The former justice secretary, Chris Grayling, has been moved to leader of the House of Commons, with the additional title of lord president of the council. In taking on William Hague’s former duties, he will be responsible for the government's constitutional reforms including the further devolution of powers to Scotland.

Gove’s replacement in the Department for Education, Nicky Morgan, also returns to her role.

Mark Harper, previously minister for disabled people, takes on the role of chief whip.

Sajid Javid has taken the first major cabinet post previously held by a Liberal Democrat. He takes over from Vince Cable as business secretary, moving over from his previous role in the Department for Culture, Media and Sport.

Javid is a former banker who was managing director of Deutsche Bank and reportedly walked away from a £3m-a-year salary to become a politician, being elected to Parliament in 2010.

John Whittingdale, the former chair of the Commons culture committee, takes over from Javid as culture secretary.

Iain Duncan Smith will stay on as work and pensions secretary, continuing his work on benefit reform, introducing universal credit and additionally responsible for the £12bn of welfare cuts the Tories promised in their manifesto.

Baroness Stowell will also be made a full member of the cabinet, as leader of the lords and lord privy seal.

Boris Johnson is set to attend Cameron’s political Cabinet but will not hold a position in the government. Instead he will devote his attention to his final year as mayor of London.

Robert Halfon is to move on from his role as the chancellor’s parliamentary private secretary to become deputy chairman of the Conservative Party.

It is understood that Cameron wants to give more women a prominent role in government, with as many as 12 to be given senior roles.

Amber Rudd has been promoted to energy secretary, where she previously served as minister for climate change under former Lib Dem MP Ed Davey.

Priti Patel, the MP for Witham, has been announced as employment minister and will also attend Cabinet. Anna Soubry and Andrea Leadsom are also expected to be given Cabinet posts.

Liz Truss, who served as environment secretary in the Coalition, is also expected to be given a greater role.

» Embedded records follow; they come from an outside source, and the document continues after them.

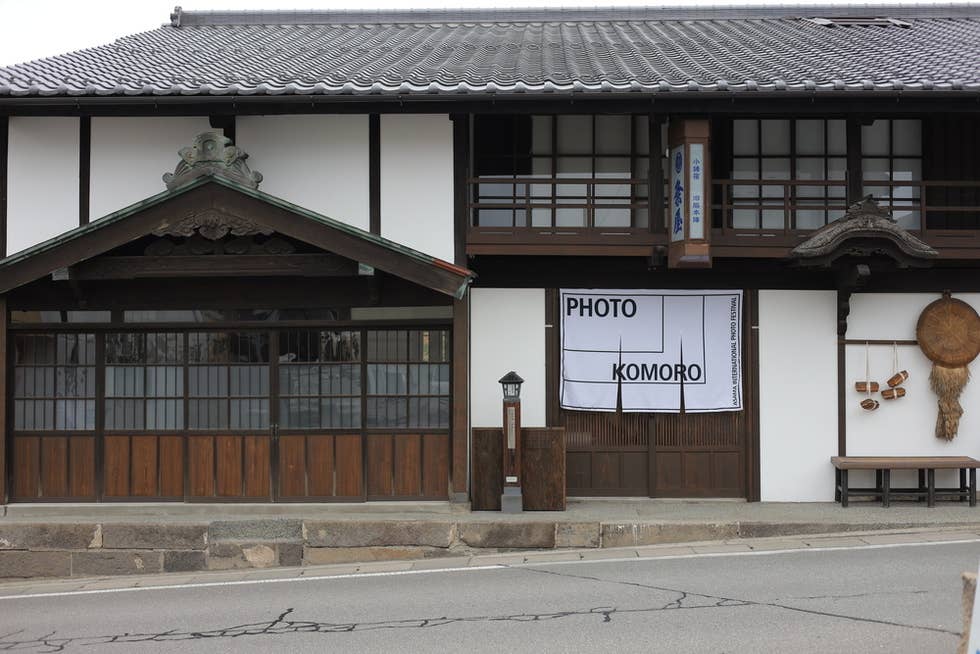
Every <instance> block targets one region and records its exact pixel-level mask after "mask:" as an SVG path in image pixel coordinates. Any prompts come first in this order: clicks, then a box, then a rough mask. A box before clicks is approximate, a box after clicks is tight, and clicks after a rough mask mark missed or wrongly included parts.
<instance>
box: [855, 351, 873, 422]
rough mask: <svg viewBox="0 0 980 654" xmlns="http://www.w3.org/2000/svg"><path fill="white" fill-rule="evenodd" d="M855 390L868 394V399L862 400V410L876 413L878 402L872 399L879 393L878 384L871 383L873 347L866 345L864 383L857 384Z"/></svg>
mask: <svg viewBox="0 0 980 654" xmlns="http://www.w3.org/2000/svg"><path fill="white" fill-rule="evenodd" d="M854 386H855V388H857V390H858V391H859V392H864V393H867V394H868V397H866V398H865V399H863V400H861V408H862V409H864V410H865V411H874V410H875V409H877V408H878V400H876V399H874V398H873V397H871V394H872V393H877V392H878V382H873V381H871V346H870V345H869V344H868V343H865V344H864V381H863V382H857V383H856V384H855V385H854Z"/></svg>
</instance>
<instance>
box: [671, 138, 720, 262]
mask: <svg viewBox="0 0 980 654" xmlns="http://www.w3.org/2000/svg"><path fill="white" fill-rule="evenodd" d="M709 137H710V127H709V123H708V121H707V120H704V119H680V120H676V121H672V122H671V124H670V130H669V132H668V144H669V147H670V161H669V166H670V205H669V209H668V211H669V212H670V215H669V216H668V220H667V224H668V225H669V229H670V246H669V248H668V251H667V265H668V267H670V268H710V267H711V242H710V240H711V226H710V225H706V224H705V223H706V222H708V221H710V220H711V210H710V208H711V202H710V194H711V180H710V173H709V171H710V166H709V162H708V155H709V147H708V146H709V144H710V138H709Z"/></svg>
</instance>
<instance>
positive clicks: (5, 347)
mask: <svg viewBox="0 0 980 654" xmlns="http://www.w3.org/2000/svg"><path fill="white" fill-rule="evenodd" d="M7 321H8V316H7V298H6V297H4V296H0V367H2V374H0V504H6V503H7V495H8V493H7V479H8V476H7V441H8V440H9V436H10V433H11V432H10V429H9V427H10V425H9V420H8V418H9V416H8V413H7V402H8V401H9V400H8V398H7V380H8V379H9V378H10V377H11V375H12V370H11V369H10V357H9V356H7Z"/></svg>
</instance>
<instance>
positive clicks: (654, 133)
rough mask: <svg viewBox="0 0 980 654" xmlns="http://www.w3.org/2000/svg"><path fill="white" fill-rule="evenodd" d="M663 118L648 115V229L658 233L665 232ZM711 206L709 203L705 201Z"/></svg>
mask: <svg viewBox="0 0 980 654" xmlns="http://www.w3.org/2000/svg"><path fill="white" fill-rule="evenodd" d="M662 124H663V119H662V118H661V117H659V116H650V126H649V132H650V133H649V137H650V144H649V149H650V155H649V156H650V169H649V172H648V175H647V180H648V181H647V184H648V186H647V189H648V190H647V197H648V198H649V203H650V204H649V214H650V231H651V232H656V233H658V234H664V235H666V233H667V223H666V221H665V220H664V184H663V179H664V171H663V165H664V162H663V151H664V143H663V139H662V138H661V137H662V134H661V132H660V126H661V125H662ZM707 204H708V206H711V205H710V203H707Z"/></svg>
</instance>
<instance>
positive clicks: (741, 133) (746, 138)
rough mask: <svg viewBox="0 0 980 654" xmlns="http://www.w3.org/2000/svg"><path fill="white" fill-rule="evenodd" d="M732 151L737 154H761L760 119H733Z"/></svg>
mask: <svg viewBox="0 0 980 654" xmlns="http://www.w3.org/2000/svg"><path fill="white" fill-rule="evenodd" d="M732 153H733V154H735V155H736V156H737V155H757V154H759V121H757V120H734V121H732Z"/></svg>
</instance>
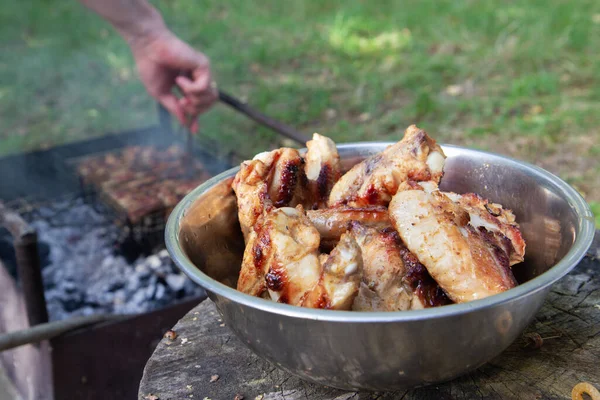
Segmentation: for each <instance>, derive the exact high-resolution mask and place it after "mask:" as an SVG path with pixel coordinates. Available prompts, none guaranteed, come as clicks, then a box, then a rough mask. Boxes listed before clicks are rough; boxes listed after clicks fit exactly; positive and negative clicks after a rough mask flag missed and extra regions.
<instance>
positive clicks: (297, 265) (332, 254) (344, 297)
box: [237, 205, 362, 310]
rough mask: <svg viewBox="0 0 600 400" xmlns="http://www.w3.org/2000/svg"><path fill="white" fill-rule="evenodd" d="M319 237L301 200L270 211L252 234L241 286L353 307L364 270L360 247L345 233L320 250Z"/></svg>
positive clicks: (336, 308)
mask: <svg viewBox="0 0 600 400" xmlns="http://www.w3.org/2000/svg"><path fill="white" fill-rule="evenodd" d="M319 240H320V238H319V233H318V232H317V230H316V229H315V227H314V226H312V224H311V223H310V221H309V220H308V218H307V217H306V216H305V215H304V210H303V208H302V206H301V205H299V206H298V207H297V208H291V207H282V208H273V209H271V210H270V211H267V212H266V213H265V214H263V215H261V216H260V218H259V220H258V221H257V223H256V225H255V226H254V229H253V230H252V231H251V232H250V234H249V238H248V243H247V245H246V249H245V252H244V257H243V261H242V269H241V272H240V276H239V280H238V284H237V289H238V290H240V291H242V292H244V293H247V294H250V295H253V296H263V295H265V294H267V295H268V296H269V297H270V298H271V299H272V300H274V301H277V302H279V303H286V304H292V305H297V306H303V307H310V308H330V309H345V310H348V309H350V307H351V306H352V303H353V301H354V298H355V297H356V294H357V293H358V285H359V282H360V276H361V274H362V258H361V253H360V248H359V247H358V245H357V244H356V241H355V240H354V238H353V237H352V235H350V234H345V235H343V236H342V238H341V239H340V242H339V244H338V245H337V246H336V248H335V249H334V250H333V251H332V252H331V254H330V255H322V256H320V254H319Z"/></svg>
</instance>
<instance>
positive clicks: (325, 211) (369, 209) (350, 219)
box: [306, 206, 392, 242]
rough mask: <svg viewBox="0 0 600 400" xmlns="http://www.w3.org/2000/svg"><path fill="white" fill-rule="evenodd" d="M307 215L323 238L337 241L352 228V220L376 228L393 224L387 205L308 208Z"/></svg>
mask: <svg viewBox="0 0 600 400" xmlns="http://www.w3.org/2000/svg"><path fill="white" fill-rule="evenodd" d="M306 216H307V217H308V219H310V222H312V224H313V225H314V226H315V228H317V230H318V231H319V234H320V235H321V240H326V241H335V242H337V241H338V240H339V239H340V236H342V234H343V233H344V232H346V231H348V229H349V228H350V224H351V223H352V222H360V223H361V225H364V226H368V227H371V228H376V229H379V230H381V229H385V228H390V227H391V226H392V221H391V220H390V216H389V214H388V210H387V208H386V207H377V206H374V207H361V208H352V207H347V206H340V207H334V208H326V209H322V210H307V211H306Z"/></svg>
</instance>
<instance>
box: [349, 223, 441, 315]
mask: <svg viewBox="0 0 600 400" xmlns="http://www.w3.org/2000/svg"><path fill="white" fill-rule="evenodd" d="M351 232H352V234H353V235H354V237H355V238H356V241H357V243H358V245H359V246H360V249H361V253H362V257H363V276H362V282H361V285H360V290H359V292H358V296H357V297H356V299H355V300H354V304H353V307H352V309H353V310H355V311H404V310H411V309H422V308H426V307H436V306H441V305H445V304H448V303H449V300H448V298H447V297H446V295H445V293H444V292H443V291H442V290H441V288H440V287H439V285H438V284H437V282H435V280H433V278H432V277H431V276H430V275H429V274H428V273H427V270H426V269H425V267H424V266H423V265H421V264H420V263H419V262H418V260H417V259H416V257H415V256H414V255H413V254H411V253H410V251H408V249H406V248H405V247H404V246H403V244H402V241H401V240H400V237H399V235H398V233H397V232H396V231H395V230H394V229H393V228H390V229H386V230H383V231H379V230H376V229H373V228H370V227H365V226H363V225H361V224H358V223H354V224H352V229H351Z"/></svg>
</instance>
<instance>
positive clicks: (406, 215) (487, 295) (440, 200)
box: [389, 185, 517, 303]
mask: <svg viewBox="0 0 600 400" xmlns="http://www.w3.org/2000/svg"><path fill="white" fill-rule="evenodd" d="M433 186H435V185H433ZM389 211H390V218H391V220H392V223H393V225H394V227H395V228H396V230H397V231H398V233H399V235H400V237H401V238H402V240H403V242H404V243H405V244H406V247H407V248H408V249H409V250H410V251H411V252H412V253H413V254H414V255H415V256H416V257H417V258H418V260H419V261H420V262H422V263H423V265H425V267H426V268H427V270H428V272H429V273H430V274H431V276H432V277H433V278H434V279H435V280H436V281H437V282H438V284H439V285H440V286H441V287H442V288H443V289H444V291H445V292H446V293H447V294H448V297H450V299H451V300H453V301H454V302H457V303H462V302H467V301H471V300H476V299H481V298H484V297H488V296H491V295H494V294H498V293H501V292H503V291H506V290H508V289H510V288H513V287H515V286H516V284H517V282H516V280H515V278H514V276H513V274H512V271H511V269H510V266H509V255H508V254H507V253H506V251H505V249H503V248H501V247H499V246H498V245H497V244H496V242H495V241H494V240H490V235H489V232H488V231H487V230H486V229H485V228H484V227H481V226H480V227H475V226H473V225H470V224H469V221H470V217H469V213H468V212H467V211H466V210H465V209H464V208H463V207H461V205H460V204H459V203H455V202H453V201H452V200H451V199H450V198H449V197H448V196H447V195H445V194H444V193H442V192H440V191H439V190H427V191H426V190H423V188H421V189H419V188H407V190H402V191H399V192H398V193H397V194H396V195H395V196H394V198H393V199H392V201H391V202H390V206H389Z"/></svg>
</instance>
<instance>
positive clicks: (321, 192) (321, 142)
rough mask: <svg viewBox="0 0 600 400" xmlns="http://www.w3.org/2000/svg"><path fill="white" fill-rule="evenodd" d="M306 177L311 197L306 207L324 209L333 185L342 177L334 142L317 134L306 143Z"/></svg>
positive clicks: (338, 154) (305, 169) (308, 187)
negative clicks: (310, 139)
mask: <svg viewBox="0 0 600 400" xmlns="http://www.w3.org/2000/svg"><path fill="white" fill-rule="evenodd" d="M306 147H307V152H306V156H305V161H306V164H305V167H304V171H305V172H306V177H307V179H308V192H309V195H308V197H307V199H306V201H305V204H304V207H305V208H307V209H317V208H323V207H325V206H326V205H327V199H328V198H329V193H330V192H331V188H332V187H333V185H334V184H335V183H336V182H337V181H338V179H340V177H341V176H342V172H341V166H340V156H339V154H338V151H337V147H336V146H335V143H334V142H333V140H331V139H329V138H328V137H325V136H322V135H319V134H318V133H315V134H314V135H313V138H312V140H309V141H308V142H306Z"/></svg>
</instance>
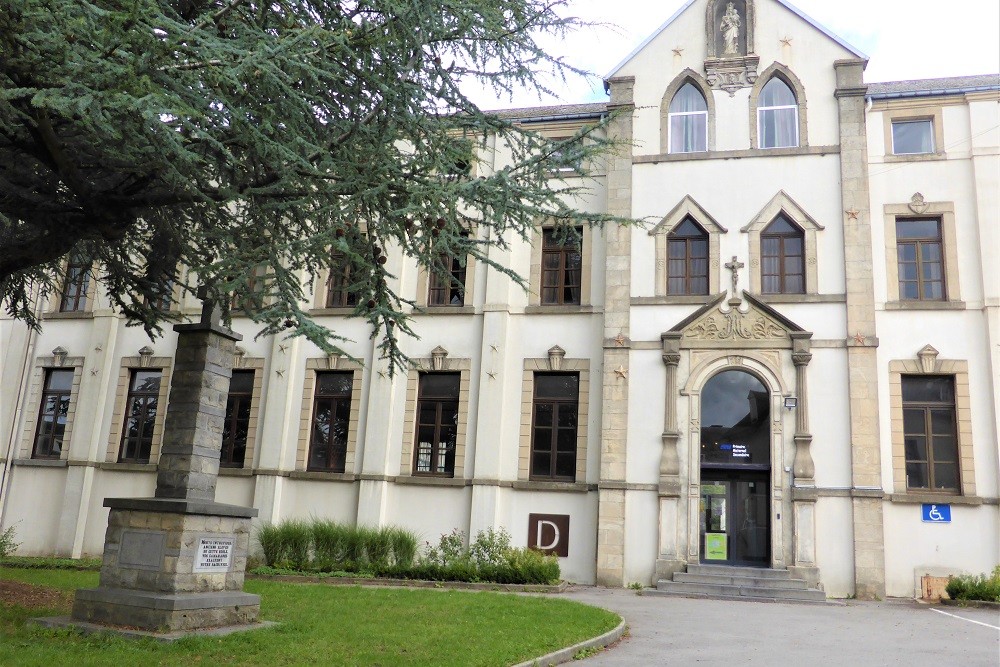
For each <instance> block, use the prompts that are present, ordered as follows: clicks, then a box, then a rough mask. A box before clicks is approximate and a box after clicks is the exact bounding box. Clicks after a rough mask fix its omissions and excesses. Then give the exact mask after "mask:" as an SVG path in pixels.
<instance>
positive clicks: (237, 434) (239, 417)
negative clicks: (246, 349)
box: [219, 370, 256, 468]
mask: <svg viewBox="0 0 1000 667" xmlns="http://www.w3.org/2000/svg"><path fill="white" fill-rule="evenodd" d="M237 374H243V377H246V376H249V378H250V388H249V389H248V390H245V391H234V390H233V388H232V381H230V388H229V396H228V397H227V398H226V420H225V424H224V426H223V430H222V451H221V452H220V453H219V465H220V466H221V467H223V468H242V467H243V466H244V465H246V450H247V439H248V437H249V435H250V409H251V407H252V406H253V383H254V379H255V375H256V371H254V370H234V371H233V378H236V376H237ZM241 441H242V452H240V453H238V452H239V450H240V449H241V448H240V446H239V445H240V444H241Z"/></svg>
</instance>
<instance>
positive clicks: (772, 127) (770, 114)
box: [757, 76, 799, 148]
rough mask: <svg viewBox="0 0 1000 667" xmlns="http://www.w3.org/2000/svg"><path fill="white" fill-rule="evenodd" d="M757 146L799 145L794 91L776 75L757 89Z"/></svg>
mask: <svg viewBox="0 0 1000 667" xmlns="http://www.w3.org/2000/svg"><path fill="white" fill-rule="evenodd" d="M757 142H758V148H792V147H795V146H798V145H799V105H798V102H797V101H796V100H795V93H793V92H792V89H791V88H790V87H789V86H788V84H787V83H785V82H784V81H782V80H781V79H780V78H779V77H777V76H775V77H772V78H771V80H770V81H768V82H767V83H766V84H764V88H763V89H762V90H761V91H760V100H759V102H758V106H757Z"/></svg>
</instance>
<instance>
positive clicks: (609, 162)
mask: <svg viewBox="0 0 1000 667" xmlns="http://www.w3.org/2000/svg"><path fill="white" fill-rule="evenodd" d="M610 83H611V103H610V104H609V108H610V110H611V111H613V112H614V111H617V112H619V113H620V115H619V116H618V117H617V118H616V119H615V120H614V121H613V122H612V123H611V125H610V127H609V128H608V133H609V136H610V137H611V138H612V139H613V140H615V141H617V142H619V143H618V147H617V150H616V151H615V152H614V153H613V154H611V155H609V156H608V212H609V213H611V214H613V215H619V216H623V217H624V216H630V215H631V213H632V146H631V144H632V109H633V103H632V89H633V87H634V84H635V80H634V79H633V78H632V77H623V78H618V79H612V80H611V82H610ZM604 238H605V242H606V249H607V250H606V251H607V266H606V269H605V292H604V377H603V392H602V410H601V465H600V480H599V491H598V494H599V497H598V516H597V582H598V583H599V584H601V585H604V586H622V585H624V583H625V491H624V483H625V461H626V445H627V441H628V371H629V347H630V344H629V308H630V304H629V298H630V293H631V256H632V230H631V228H629V227H625V226H618V225H609V226H608V227H606V228H605V229H604Z"/></svg>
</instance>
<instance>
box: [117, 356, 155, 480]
mask: <svg viewBox="0 0 1000 667" xmlns="http://www.w3.org/2000/svg"><path fill="white" fill-rule="evenodd" d="M161 378H162V372H161V371H159V370H150V371H147V370H137V369H133V370H132V371H130V379H129V385H128V400H127V402H126V404H125V424H124V425H123V427H122V440H121V448H120V449H119V451H118V462H119V463H149V452H150V450H151V449H152V446H153V427H154V425H155V423H156V410H157V407H158V404H159V400H160V380H161Z"/></svg>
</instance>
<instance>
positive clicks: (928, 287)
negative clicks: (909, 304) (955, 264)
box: [896, 218, 945, 301]
mask: <svg viewBox="0 0 1000 667" xmlns="http://www.w3.org/2000/svg"><path fill="white" fill-rule="evenodd" d="M941 245H942V243H941V221H940V220H938V219H936V218H935V219H902V220H897V221H896V262H897V266H898V270H899V298H900V299H904V300H906V299H909V300H919V301H939V300H942V299H944V298H945V284H944V259H943V256H942V248H941Z"/></svg>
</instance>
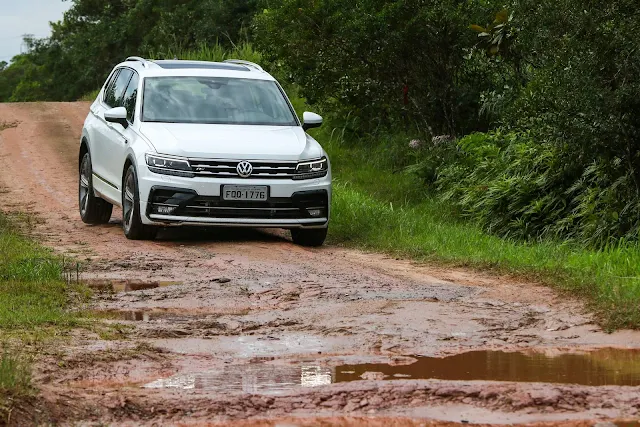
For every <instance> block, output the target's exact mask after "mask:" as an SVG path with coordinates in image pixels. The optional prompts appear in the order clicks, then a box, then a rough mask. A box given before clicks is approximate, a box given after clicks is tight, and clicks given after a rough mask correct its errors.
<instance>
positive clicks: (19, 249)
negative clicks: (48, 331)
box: [0, 214, 74, 331]
mask: <svg viewBox="0 0 640 427" xmlns="http://www.w3.org/2000/svg"><path fill="white" fill-rule="evenodd" d="M0 260H2V262H1V263H0V328H1V329H2V330H5V331H6V330H8V329H25V328H36V327H40V326H46V325H55V326H68V325H71V324H72V323H73V322H74V320H73V319H74V316H73V315H72V314H70V313H69V311H68V310H67V306H68V304H69V300H70V297H69V292H70V289H69V288H68V287H67V286H66V284H65V283H64V281H62V280H61V278H62V265H61V263H60V261H59V260H58V259H57V258H55V257H53V256H52V255H51V253H50V252H49V251H47V250H45V249H43V248H42V247H40V246H38V245H37V244H36V243H35V242H33V241H31V240H29V239H27V238H25V237H23V236H22V235H20V234H19V233H18V232H17V230H16V229H15V228H14V227H13V225H12V224H11V223H10V221H9V220H7V218H6V217H3V216H2V215H1V214H0Z"/></svg>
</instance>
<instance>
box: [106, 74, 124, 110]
mask: <svg viewBox="0 0 640 427" xmlns="http://www.w3.org/2000/svg"><path fill="white" fill-rule="evenodd" d="M118 74H120V70H115V71H114V72H113V74H111V76H110V77H109V81H108V82H107V84H106V86H105V87H104V94H103V95H102V100H103V101H104V102H105V103H106V104H107V105H109V103H108V102H107V99H108V98H109V93H111V91H112V90H113V85H114V83H115V82H116V79H117V78H118Z"/></svg>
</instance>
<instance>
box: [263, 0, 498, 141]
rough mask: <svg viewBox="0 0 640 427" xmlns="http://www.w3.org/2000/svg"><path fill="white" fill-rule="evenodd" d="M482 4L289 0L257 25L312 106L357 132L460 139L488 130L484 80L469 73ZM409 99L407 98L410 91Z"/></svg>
mask: <svg viewBox="0 0 640 427" xmlns="http://www.w3.org/2000/svg"><path fill="white" fill-rule="evenodd" d="M485 13H488V9H485V8H484V7H481V6H478V5H477V3H476V2H459V1H453V0H429V1H426V2H425V1H418V0H410V1H403V2H391V1H387V0H367V1H363V2H356V3H353V2H352V3H349V4H348V5H347V4H346V2H344V1H336V0H317V1H316V0H285V1H282V2H280V3H278V4H277V5H271V6H270V7H269V8H268V9H265V10H264V11H263V13H262V14H258V15H257V16H256V19H255V31H256V37H255V41H256V43H257V45H258V47H259V48H260V50H262V51H264V52H265V53H266V55H267V57H268V58H269V59H271V60H273V61H282V62H283V64H284V66H285V67H286V69H287V70H288V71H289V72H290V74H291V77H292V79H293V80H294V81H295V82H296V83H297V84H298V85H300V87H301V88H302V94H303V95H304V96H305V97H306V98H307V99H308V100H309V102H311V103H312V104H316V105H321V106H323V108H324V109H325V110H327V111H332V112H333V113H334V114H336V115H343V116H345V115H349V116H350V118H351V120H352V125H353V128H354V129H359V130H366V131H372V130H375V129H377V128H380V127H383V128H385V127H389V126H390V125H403V126H408V127H411V128H418V129H420V130H421V131H422V132H424V133H435V134H459V133H464V132H466V131H469V130H471V129H475V128H477V127H482V126H483V125H482V123H481V121H480V120H479V117H478V114H477V111H478V108H479V105H478V102H477V101H478V98H479V94H480V92H481V91H482V90H483V88H484V87H485V85H483V80H484V79H483V78H482V77H483V74H482V73H481V72H479V70H477V69H473V64H470V65H471V67H472V68H471V69H470V68H468V67H467V64H468V62H467V61H466V60H465V54H466V53H467V52H468V51H469V50H470V49H471V47H472V46H473V44H474V34H473V33H472V32H471V31H469V29H468V27H469V22H472V21H475V20H476V19H479V17H480V16H484V15H485ZM405 90H406V91H407V97H406V99H405V97H404V91H405Z"/></svg>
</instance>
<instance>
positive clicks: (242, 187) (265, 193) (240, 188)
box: [222, 185, 268, 202]
mask: <svg viewBox="0 0 640 427" xmlns="http://www.w3.org/2000/svg"><path fill="white" fill-rule="evenodd" d="M267 193H268V187H267V186H266V185H252V186H249V185H225V186H223V187H222V200H245V201H256V202H264V201H266V200H267V197H268V194H267Z"/></svg>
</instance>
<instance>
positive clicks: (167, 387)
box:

Cameron is to spend the rest of the morning addressing the 1922 Committee and will continue announcing government appointments this afternoon.

The first Cabinet announcements made on Friday were all reappointments. George Osborne is back as chancellor, with the added title of first secretary of state, making him the most senior minister in cabinet.

Cameron has also brought back Theresa May as home secretary, Philip Hammond as foreign secretary and Michael Fallon as defence secretary.